Wrocławscy policjanci interweniowali w jednym z hoteli na terenie miasta, po tym jak jego pracownik zawiadomił o uruchomieniu się w wynajmowanym pokoju czujnika przeciwpożarowego. Jak dodał zgłaszający - dym, który uruchomił czujkę, miał zapach palonej marihuany. Funkcjonariusze zatrzymali 28-letniego mężczyznę, a o jego dalszym losie zdecyduje sąd.
Podczas patrolowania ulic jednej z ulic Wrocławia policjanci z Referatu Wywiadowczego komendy miejskiej otrzymali dyspozycję udania się do pobliskiego hotelu. Zgłoszenie dotyczyło uruchomienia się czujnika przeciwpożarowego w jednym z wynajmowanych pokoi. Jak oświadczył pracownik hotelowy, dym wydobywający się z pomieszczenia miał charakterystyczny zapach marihuany.

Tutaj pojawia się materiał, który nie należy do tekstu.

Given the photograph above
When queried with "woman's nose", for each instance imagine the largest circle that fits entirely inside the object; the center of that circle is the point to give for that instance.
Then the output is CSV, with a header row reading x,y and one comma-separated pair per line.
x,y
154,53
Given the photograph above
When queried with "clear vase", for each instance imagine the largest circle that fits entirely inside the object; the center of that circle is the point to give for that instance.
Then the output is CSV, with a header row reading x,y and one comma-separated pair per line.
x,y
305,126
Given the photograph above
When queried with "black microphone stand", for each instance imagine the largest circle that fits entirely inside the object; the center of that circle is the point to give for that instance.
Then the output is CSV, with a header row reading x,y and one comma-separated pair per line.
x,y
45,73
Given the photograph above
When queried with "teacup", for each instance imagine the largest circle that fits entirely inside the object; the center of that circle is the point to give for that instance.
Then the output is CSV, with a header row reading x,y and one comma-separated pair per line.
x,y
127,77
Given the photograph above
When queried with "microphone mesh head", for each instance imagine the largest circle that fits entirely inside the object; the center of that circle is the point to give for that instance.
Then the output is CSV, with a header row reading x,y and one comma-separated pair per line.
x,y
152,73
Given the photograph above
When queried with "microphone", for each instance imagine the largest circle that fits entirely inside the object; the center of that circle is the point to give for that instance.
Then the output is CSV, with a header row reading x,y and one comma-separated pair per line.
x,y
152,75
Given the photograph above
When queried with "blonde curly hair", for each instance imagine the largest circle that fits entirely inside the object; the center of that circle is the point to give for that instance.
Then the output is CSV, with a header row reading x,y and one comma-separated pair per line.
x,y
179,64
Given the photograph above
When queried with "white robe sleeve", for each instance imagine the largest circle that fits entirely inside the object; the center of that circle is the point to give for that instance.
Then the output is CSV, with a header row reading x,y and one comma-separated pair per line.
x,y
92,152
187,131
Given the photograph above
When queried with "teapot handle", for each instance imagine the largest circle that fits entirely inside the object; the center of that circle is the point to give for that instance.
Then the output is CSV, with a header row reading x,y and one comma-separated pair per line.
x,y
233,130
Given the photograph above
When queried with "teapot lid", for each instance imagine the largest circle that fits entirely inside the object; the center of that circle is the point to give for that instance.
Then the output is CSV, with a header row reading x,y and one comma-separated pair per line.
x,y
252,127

Funkcjonariusze, po przybyciu na miejsce zastali w wynajmowanym pokoju 28-letniego mężczyznę oraz towarzyszącą mu 23-letnią kobietę. Oboje mieszkają w powiecie bolesławieckim. Mężczyzna dobrowolnie przekazał interweniującym policjantom „skręta” oraz zawiniątko z suszem roślinnym oświadczając, że należą one do niego.
Z zatrzymanym 28-latkiem funkcjonariusze udali się na komisariat, gdzie potwierdziły się przypuszczenia pracownika hotelowego. Zabezpieczony skręt oraz papierowe zawiniątko zawierały ok. 50 porcji handlowych marihuany. Sprawą podejrzanego zajmie się teraz sąd.